I am calculating the similarity between a query:
query2 = 'Audit and control, Board structure, Remuneration, Shareholder rights, Transparency and Performance' and a document(in my case it is a company's annual report).
I am using glove vectors and calculating the soft cosine between vectors, however somehow I get the similarity score of 1 with two documents. How is that possible? For sure I know that the document does not contain only these query words. The document is a .txt file with cleaned text. And if the document matches exactly these words, then similarity can be 1 but I know it does not match exactly.
Code:
if 'glove' not in locals():
glove = api.load("glove-wiki-gigaword-50")
similarity_index = WordEmbeddingSimilarityIndex(glove)
def build_term(corpus, query):
dictionary = Dictionary(corpus+[query])
tfidf = TfidfModel(dictionary=dictionary)
similarity_matrix = SparseTermSimilarityMatrix(similarity_index, dictionary, tfidf)
return similarity_matrix
tfidf_model = build_term(corpus, query)
def doc_similarity_scores(query,similarity_matrix):
dictionary = Dictionary(corpus+[query])
tfidf = TfidfModel(dictionary=dictionary)
query_tf = tfidf[dictionary.doc2bow(query)]

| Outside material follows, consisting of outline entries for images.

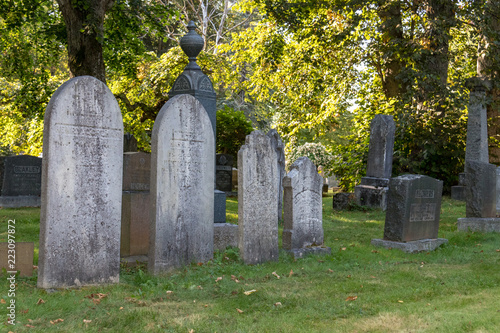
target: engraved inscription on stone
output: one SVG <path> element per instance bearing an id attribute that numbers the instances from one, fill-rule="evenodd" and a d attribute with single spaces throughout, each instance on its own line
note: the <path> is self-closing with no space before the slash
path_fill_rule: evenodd
<path id="1" fill-rule="evenodd" d="M 432 199 L 434 198 L 434 190 L 419 188 L 415 190 L 415 198 Z"/>
<path id="2" fill-rule="evenodd" d="M 435 216 L 435 203 L 414 203 L 411 205 L 410 222 L 434 221 Z"/>

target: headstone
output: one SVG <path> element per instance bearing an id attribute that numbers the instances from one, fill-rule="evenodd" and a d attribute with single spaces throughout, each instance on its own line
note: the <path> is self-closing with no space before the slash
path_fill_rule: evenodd
<path id="1" fill-rule="evenodd" d="M 372 244 L 416 252 L 447 242 L 438 239 L 442 191 L 443 182 L 431 177 L 391 178 L 384 239 L 372 240 Z"/>
<path id="2" fill-rule="evenodd" d="M 42 159 L 30 155 L 3 158 L 3 186 L 0 206 L 39 207 L 42 187 Z"/>
<path id="3" fill-rule="evenodd" d="M 148 270 L 157 274 L 213 256 L 215 143 L 196 98 L 171 98 L 151 139 Z"/>
<path id="4" fill-rule="evenodd" d="M 233 190 L 233 156 L 215 155 L 215 187 L 224 192 Z"/>
<path id="5" fill-rule="evenodd" d="M 271 139 L 247 135 L 238 152 L 238 246 L 246 264 L 278 260 L 278 168 Z"/>
<path id="6" fill-rule="evenodd" d="M 123 136 L 123 152 L 136 152 L 137 151 L 137 139 L 130 133 L 126 133 Z"/>
<path id="7" fill-rule="evenodd" d="M 283 249 L 295 258 L 307 254 L 328 254 L 323 246 L 323 177 L 307 157 L 299 157 L 283 178 L 284 228 Z"/>
<path id="8" fill-rule="evenodd" d="M 196 26 L 193 21 L 188 23 L 187 28 L 188 33 L 181 38 L 179 44 L 181 49 L 188 56 L 189 63 L 184 68 L 181 75 L 175 80 L 172 89 L 168 92 L 168 96 L 172 98 L 177 95 L 187 94 L 195 97 L 205 108 L 205 112 L 210 119 L 214 138 L 216 138 L 217 95 L 215 94 L 212 81 L 210 81 L 210 78 L 201 71 L 200 66 L 196 63 L 196 57 L 203 49 L 205 41 L 203 37 L 196 33 Z M 214 220 L 219 221 L 218 223 L 224 223 L 226 221 L 226 211 L 224 210 L 222 212 L 219 209 L 223 206 L 225 207 L 226 196 L 217 192 L 218 190 L 215 188 L 215 183 L 214 191 Z M 221 221 L 222 217 L 224 221 Z"/>
<path id="9" fill-rule="evenodd" d="M 113 93 L 79 76 L 45 112 L 38 287 L 117 283 L 123 121 Z"/>
<path id="10" fill-rule="evenodd" d="M 278 175 L 276 177 L 276 182 L 278 183 L 278 219 L 283 218 L 283 177 L 286 176 L 285 170 L 285 145 L 281 141 L 278 131 L 274 128 L 267 132 L 267 136 L 271 139 L 271 145 L 276 151 L 276 162 L 278 166 Z"/>
<path id="11" fill-rule="evenodd" d="M 395 130 L 392 116 L 378 114 L 371 122 L 366 177 L 361 178 L 361 184 L 354 188 L 358 205 L 384 210 L 387 206 Z"/>
<path id="12" fill-rule="evenodd" d="M 496 166 L 484 162 L 465 163 L 465 218 L 459 218 L 459 231 L 500 232 L 496 217 Z"/>
<path id="13" fill-rule="evenodd" d="M 150 179 L 151 154 L 123 154 L 122 257 L 145 256 L 149 252 Z"/>
<path id="14" fill-rule="evenodd" d="M 487 79 L 473 77 L 467 80 L 470 90 L 465 164 L 468 161 L 488 163 L 488 119 L 486 111 L 486 91 L 490 88 Z M 466 201 L 465 173 L 459 175 L 457 186 L 451 187 L 451 198 Z"/>
<path id="15" fill-rule="evenodd" d="M 33 242 L 0 243 L 0 271 L 5 268 L 7 272 L 19 272 L 20 276 L 32 276 L 34 250 Z"/>

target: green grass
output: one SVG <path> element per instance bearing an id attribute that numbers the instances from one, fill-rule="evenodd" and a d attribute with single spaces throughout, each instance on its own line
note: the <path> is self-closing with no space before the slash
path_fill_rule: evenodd
<path id="1" fill-rule="evenodd" d="M 280 251 L 279 262 L 247 266 L 237 249 L 228 249 L 207 264 L 172 274 L 153 277 L 123 267 L 118 285 L 52 293 L 36 288 L 36 275 L 18 278 L 20 323 L 0 330 L 498 332 L 500 234 L 457 232 L 463 203 L 443 200 L 439 237 L 448 244 L 406 254 L 370 245 L 383 236 L 384 212 L 335 212 L 331 197 L 323 200 L 329 256 L 295 261 Z M 228 220 L 235 222 L 236 198 L 228 198 L 227 207 Z M 0 210 L 0 230 L 15 218 L 18 240 L 37 242 L 38 214 L 37 209 Z M 5 232 L 0 239 L 6 239 Z M 7 290 L 1 278 L 0 298 L 6 301 Z M 245 295 L 249 290 L 256 291 Z M 99 301 L 98 293 L 106 297 Z M 39 299 L 45 303 L 37 305 Z M 1 311 L 6 313 L 4 304 Z M 50 323 L 58 318 L 64 321 Z"/>

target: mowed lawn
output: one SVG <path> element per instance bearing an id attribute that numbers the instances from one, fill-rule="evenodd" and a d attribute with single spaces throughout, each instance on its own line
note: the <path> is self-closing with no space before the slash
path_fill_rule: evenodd
<path id="1" fill-rule="evenodd" d="M 205 264 L 150 276 L 122 267 L 121 283 L 45 291 L 17 278 L 16 325 L 7 325 L 8 283 L 0 277 L 2 332 L 499 332 L 500 234 L 457 232 L 465 204 L 443 200 L 429 253 L 375 248 L 385 213 L 332 211 L 323 198 L 332 254 L 247 266 L 238 250 Z M 0 209 L 0 241 L 16 220 L 16 240 L 35 242 L 39 209 Z M 228 198 L 228 220 L 237 200 Z M 280 234 L 282 224 L 280 223 Z M 6 302 L 3 304 L 3 302 Z"/>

index = SoftCosineSimilarity(tfidf[[dictionary.doc2bow(document) for document in corpus]],similarity_matrix)
doc_similarity_scores = index[query_tf]
return doc_similarity_scores
document_sim_scores = doc_similarity_scores(query,tfidf_model)
sorted_sim_scores = sort_similarity_scores_by_document(document_sim_scores)
doc_similar_terms = []
max_results_per_doc = 50
for term in query:
dictionary = Dictionary(corpus+[query])
idx1 = dictionary.token2id[term]
for document in corpus:
results_this_doc = []
for word in set(document):
idx2 = dictionary.token2id[word]
score = tfidf_model.matrix[idx1, idx2]
if score > 0.0:
results_this_doc.append((word, score))
results_this_doc = sorted(results_this_doc, reverse=True, key=lambda x: x[1])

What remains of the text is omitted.